Interrogai il Curato. Perdonami, nipote mio: ho già provvisto a te nel codicillo del testamento, ma ritiro il dono, che ti avevo fatto. Il buon prete mi consiglia di distruggere quella mia vecchia gioia mondana, che oggi mi è occasione di rimorsi e di paure.
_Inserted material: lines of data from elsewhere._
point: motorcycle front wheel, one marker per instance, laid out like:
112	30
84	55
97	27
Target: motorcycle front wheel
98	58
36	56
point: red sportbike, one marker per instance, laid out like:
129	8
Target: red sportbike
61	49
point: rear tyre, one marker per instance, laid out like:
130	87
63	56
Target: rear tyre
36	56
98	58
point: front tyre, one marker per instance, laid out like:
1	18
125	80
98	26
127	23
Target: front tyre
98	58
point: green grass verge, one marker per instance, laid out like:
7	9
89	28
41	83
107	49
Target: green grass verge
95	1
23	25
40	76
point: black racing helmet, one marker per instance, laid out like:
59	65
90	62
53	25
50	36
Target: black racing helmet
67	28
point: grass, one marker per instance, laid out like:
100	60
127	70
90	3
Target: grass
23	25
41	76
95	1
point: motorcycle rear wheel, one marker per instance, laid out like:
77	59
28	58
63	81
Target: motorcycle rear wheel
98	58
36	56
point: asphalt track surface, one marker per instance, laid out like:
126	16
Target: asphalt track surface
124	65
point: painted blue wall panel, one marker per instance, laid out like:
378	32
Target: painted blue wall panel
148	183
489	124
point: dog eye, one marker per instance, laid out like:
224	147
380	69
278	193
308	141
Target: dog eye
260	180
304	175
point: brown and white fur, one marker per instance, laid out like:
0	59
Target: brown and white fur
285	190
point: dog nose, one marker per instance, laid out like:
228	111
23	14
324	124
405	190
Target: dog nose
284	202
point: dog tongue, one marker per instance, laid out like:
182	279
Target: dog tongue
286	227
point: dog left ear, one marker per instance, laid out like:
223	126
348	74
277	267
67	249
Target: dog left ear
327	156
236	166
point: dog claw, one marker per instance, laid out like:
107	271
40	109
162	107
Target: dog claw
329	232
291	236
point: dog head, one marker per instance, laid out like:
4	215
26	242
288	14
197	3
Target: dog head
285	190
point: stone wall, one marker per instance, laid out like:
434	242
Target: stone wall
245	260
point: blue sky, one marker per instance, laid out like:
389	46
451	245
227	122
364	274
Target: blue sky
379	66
Ieri sera nevicava, tirava vento, si sentivano certe voci lugubri a tutte le finestre ed a tutti gli usci. Non avevo dormito da una settimana. Andai nella cappella a staccar la chitarra e la portai nella sala. Al lume del fuoco le perlette e l'oro brillavano, e la figuretta di Apollo sorrideva. Il demonio mi tentò e toccai le corde. Un suono rauco e terribile uscì dallo strumento scordato. Allora feci aggiungere molta legna sul fuoco, e quando la vampa toccò la cappa altissima del camino, fatto un supremo sforzo, gettai la chitarra sul rogo, seguendola attentamente con gli occhi. Le corde si contorsero come serpi, mandando un sibilo di dolore; il legno sottile della cassa armonica diventò nero, si spaccò in più luoghi e, senza infiammarsi, si ridusse a carbone; le perlette sparirono; il manico durò un gran pezzo a bruciare, e le figurette della caccia, staccandosi ad una ad una, caddero nella brace. Chiamai la serva, che gettasse dell'altra legna sul fuoco.

Tutto fu consumato. Nell'uscire dalla sala, passando innanzi al ritratto di Don Antonio, mentre le ultime brace ardenti lo irradiavano di una luce oscillante e sanguigna, credetti che lo sguardo del Santo mi seguisse ancora tenace, torvo, implacabile. Gelai tutto e svenni.

Mando un addio a te, a tua sorella ed ai suoi figliuoli; e mi dolgo che siate troppo lontani, perch'io vi possa vedere mai più.

Sono alzato e ti scrivo dal tavolino; ma sento dentro di me come un presentimento felice. Ho chiamato per questa sera il mio buon Curato. Mi confesserà e mi darà l'olio santo.